If we know this creator God why do we worry? This is a God who takes time to care for the small things underfoot and yet creates craters and the burning ball that is our sun. Each complex and unique. If we stand before this God in praise can some of our worry melt away as awe takes its place?
God sees the beauty in each of us, our needs and concerns. When our lives feel small in this large world know that our creator God holds us close and for this we praise.

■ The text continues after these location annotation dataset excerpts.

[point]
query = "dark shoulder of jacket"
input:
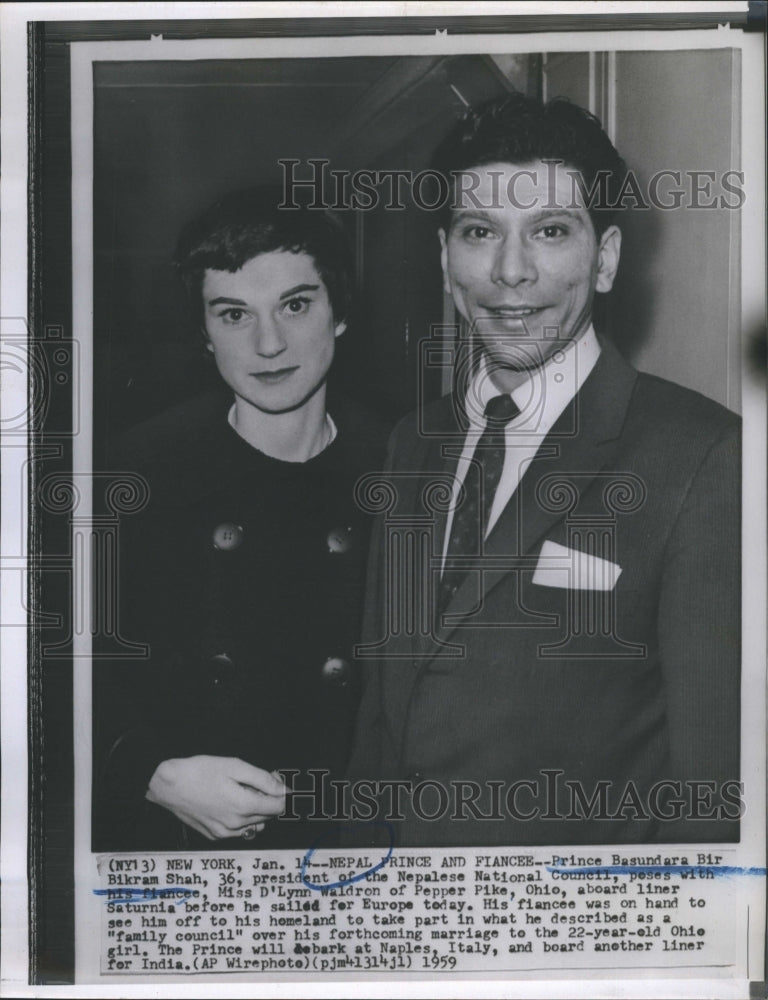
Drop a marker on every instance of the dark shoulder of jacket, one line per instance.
(365, 431)
(172, 435)
(436, 417)
(682, 411)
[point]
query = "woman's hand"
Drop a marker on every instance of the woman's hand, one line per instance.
(219, 797)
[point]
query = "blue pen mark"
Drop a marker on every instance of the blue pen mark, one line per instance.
(686, 871)
(325, 886)
(144, 893)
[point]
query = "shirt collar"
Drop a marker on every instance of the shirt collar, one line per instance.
(545, 392)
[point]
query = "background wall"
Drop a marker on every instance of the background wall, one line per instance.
(674, 309)
(170, 137)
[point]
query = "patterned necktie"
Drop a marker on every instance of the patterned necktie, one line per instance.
(470, 518)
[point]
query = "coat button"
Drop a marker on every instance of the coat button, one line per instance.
(227, 536)
(339, 541)
(335, 671)
(221, 663)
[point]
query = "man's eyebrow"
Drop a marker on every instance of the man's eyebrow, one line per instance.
(226, 300)
(572, 211)
(299, 288)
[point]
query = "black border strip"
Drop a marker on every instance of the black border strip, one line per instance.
(51, 835)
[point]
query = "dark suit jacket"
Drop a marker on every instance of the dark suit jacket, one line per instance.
(576, 702)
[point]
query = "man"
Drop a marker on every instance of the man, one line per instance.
(244, 573)
(570, 673)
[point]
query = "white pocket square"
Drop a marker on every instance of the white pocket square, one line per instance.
(559, 566)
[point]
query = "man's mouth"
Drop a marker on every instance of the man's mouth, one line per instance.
(512, 312)
(273, 377)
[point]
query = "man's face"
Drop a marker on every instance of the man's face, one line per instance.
(523, 268)
(271, 329)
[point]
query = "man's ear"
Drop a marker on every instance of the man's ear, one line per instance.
(608, 258)
(444, 259)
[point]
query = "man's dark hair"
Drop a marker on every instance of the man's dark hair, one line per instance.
(245, 224)
(519, 129)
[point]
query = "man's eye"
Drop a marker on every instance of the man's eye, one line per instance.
(297, 305)
(477, 233)
(553, 231)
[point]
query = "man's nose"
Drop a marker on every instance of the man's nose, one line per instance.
(513, 263)
(270, 340)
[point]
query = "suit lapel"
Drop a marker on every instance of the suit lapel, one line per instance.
(584, 439)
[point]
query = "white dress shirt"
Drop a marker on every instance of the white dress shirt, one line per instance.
(541, 398)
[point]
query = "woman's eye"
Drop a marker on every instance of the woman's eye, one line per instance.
(232, 315)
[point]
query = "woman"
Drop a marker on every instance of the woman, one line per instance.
(244, 574)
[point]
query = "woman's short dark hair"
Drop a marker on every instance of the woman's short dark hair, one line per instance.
(519, 129)
(245, 224)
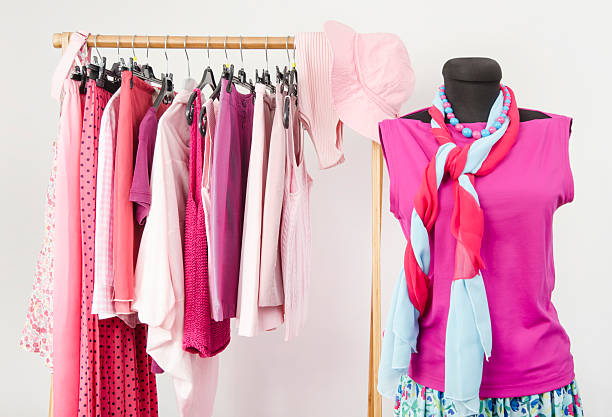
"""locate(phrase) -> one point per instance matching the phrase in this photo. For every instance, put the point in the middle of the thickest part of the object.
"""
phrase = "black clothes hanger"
(147, 70)
(265, 74)
(290, 83)
(225, 74)
(165, 91)
(208, 78)
(167, 86)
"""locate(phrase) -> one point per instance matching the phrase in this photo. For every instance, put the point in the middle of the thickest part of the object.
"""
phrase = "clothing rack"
(61, 40)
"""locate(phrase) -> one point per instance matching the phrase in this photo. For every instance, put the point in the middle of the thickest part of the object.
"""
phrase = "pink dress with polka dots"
(115, 377)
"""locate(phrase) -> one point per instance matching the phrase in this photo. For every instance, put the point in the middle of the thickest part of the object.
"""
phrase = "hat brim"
(353, 105)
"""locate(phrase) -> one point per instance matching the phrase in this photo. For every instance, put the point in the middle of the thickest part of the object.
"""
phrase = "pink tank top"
(531, 351)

We lament the earth’s beauty cut short


            We cannot speak of the glorious wonder of the earth without seeing its destruction and hearing the earth cry out in pain. We seem ready to pollute rather than preserve, to abuse the atmosphere rather than believe the air is indeed the breath of God for us. We see the sorrow of land raped, plundered, and cry for the extinction of animals as our biodiversity shrinks. I remember standing on a mountain top and looking down over a valley where bush fires had gone through a year before. The trees had burnt but still stood like a tree graveyard, ashen white, lifeless reminders of the flames.
            Yet this Colossians text is another hymn. We are held together in Christ, created through him. In him the fullness of God was pleased to dwell. Through Jesus reconciling and making peace. Everything lives in Christ. Jesus is the starting line, the finish and the glue that is holding it all together. He is the brains of this show. If Jesus knows and is known by creation this intimately, how Jesus must ache and morn with our planet.

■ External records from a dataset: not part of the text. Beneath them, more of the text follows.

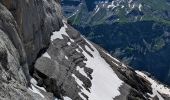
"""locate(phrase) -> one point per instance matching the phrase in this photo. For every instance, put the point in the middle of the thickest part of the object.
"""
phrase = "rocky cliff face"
(44, 58)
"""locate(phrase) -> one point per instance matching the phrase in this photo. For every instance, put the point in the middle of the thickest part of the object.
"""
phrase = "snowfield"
(105, 83)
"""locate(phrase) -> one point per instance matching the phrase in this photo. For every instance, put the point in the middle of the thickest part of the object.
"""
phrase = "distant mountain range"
(135, 31)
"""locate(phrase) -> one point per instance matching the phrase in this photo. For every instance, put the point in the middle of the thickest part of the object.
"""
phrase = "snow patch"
(58, 34)
(66, 57)
(81, 70)
(67, 98)
(69, 43)
(105, 83)
(140, 7)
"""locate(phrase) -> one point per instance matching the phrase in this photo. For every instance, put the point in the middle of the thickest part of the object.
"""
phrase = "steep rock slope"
(70, 67)
(135, 31)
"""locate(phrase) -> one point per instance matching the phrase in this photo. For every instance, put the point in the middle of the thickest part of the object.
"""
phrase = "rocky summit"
(42, 57)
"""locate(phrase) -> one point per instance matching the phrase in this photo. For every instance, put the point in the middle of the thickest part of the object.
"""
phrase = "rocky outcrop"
(65, 65)
(36, 20)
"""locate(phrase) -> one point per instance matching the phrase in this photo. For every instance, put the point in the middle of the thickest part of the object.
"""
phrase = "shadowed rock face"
(36, 20)
(31, 34)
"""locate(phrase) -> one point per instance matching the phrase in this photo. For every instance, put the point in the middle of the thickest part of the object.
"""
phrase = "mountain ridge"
(62, 64)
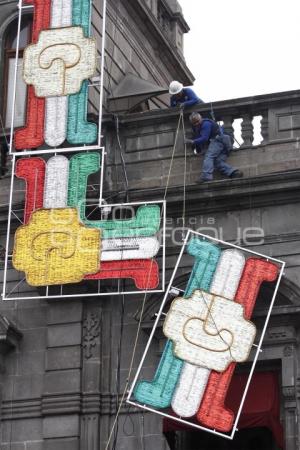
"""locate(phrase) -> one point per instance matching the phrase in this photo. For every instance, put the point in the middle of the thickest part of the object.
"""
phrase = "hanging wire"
(184, 180)
(143, 302)
(142, 431)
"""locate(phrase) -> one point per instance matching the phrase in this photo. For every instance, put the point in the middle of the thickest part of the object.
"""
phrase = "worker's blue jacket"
(188, 98)
(203, 133)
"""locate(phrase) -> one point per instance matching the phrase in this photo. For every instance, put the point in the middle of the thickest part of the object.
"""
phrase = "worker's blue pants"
(214, 158)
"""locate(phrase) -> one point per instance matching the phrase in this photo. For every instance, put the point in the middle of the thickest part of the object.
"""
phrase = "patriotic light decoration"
(209, 332)
(58, 244)
(57, 65)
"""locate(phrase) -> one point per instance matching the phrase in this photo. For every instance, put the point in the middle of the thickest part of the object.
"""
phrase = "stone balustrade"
(147, 139)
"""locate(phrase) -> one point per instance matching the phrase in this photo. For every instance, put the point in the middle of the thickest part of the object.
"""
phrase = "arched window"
(10, 44)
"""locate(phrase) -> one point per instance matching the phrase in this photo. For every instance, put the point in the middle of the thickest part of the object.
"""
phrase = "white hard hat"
(175, 87)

            Have we become alienated from the earth, viewing this planet as disposable? Have we turned our greed into global warming and loved progress more then the planet that sustains us? In so doing have we cut ourselves off from the creator and Christ the reconciler?

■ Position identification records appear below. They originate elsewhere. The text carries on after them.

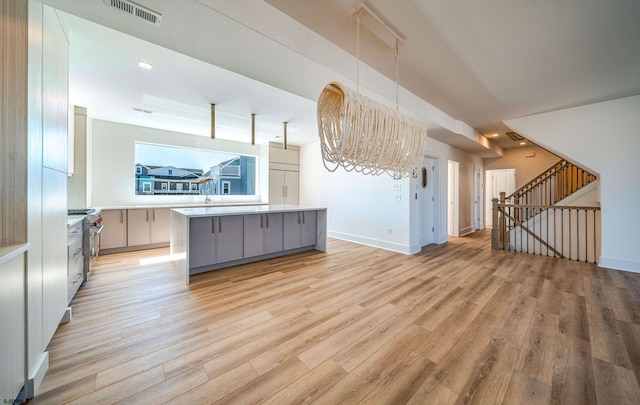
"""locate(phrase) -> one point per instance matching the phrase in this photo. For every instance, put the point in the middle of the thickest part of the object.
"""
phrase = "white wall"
(605, 139)
(112, 160)
(363, 208)
(359, 208)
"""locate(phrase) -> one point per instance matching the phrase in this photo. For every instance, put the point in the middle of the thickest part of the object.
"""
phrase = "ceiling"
(487, 61)
(479, 62)
(175, 94)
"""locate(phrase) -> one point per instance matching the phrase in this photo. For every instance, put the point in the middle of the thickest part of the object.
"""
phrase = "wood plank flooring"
(457, 323)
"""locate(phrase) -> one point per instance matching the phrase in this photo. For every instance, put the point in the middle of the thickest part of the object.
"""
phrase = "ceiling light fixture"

            Christ brings heaven and earth together – making cosmic harmony. Have we created dissonant, distracting and destructive chords? No, not completely because Jesus is doing this reconciling work in and through us.
Ralph P. Martin writes that Christ is the image of the invisible – “He is not a copy or likeness of God but the ‘projection’ of God on the canvas of our humanity and the embodiment of the divine in the world.” (Interpretation, Ephesians, Colossians, and Philemon, p. 108)  Jesus “is the agent in bringing the universe into harmony with the divine purpose, expressed as reconciliation.” (p. 109). God did not create and then abandon us, even though humanity has done its best to push God away. God continues to show up offering us relationship and reconciliation, hope and new work of restoration together as God’s people in the church.
            Longing for that work of reconciliation and restoration I close with excerpts from a poem by Robert O’Rourke:
My people took solace in
Wind whispers,
Coyote songs,
The silence of rocks and high-soaring eagles.
Today I return to this place where my ancestors
            Gathered medicine and herbs.
I stop to listen for the old melodies
            Running softly through the trees,
            For the beating heart of Mother Earth
            The rhythm of sparkling waters.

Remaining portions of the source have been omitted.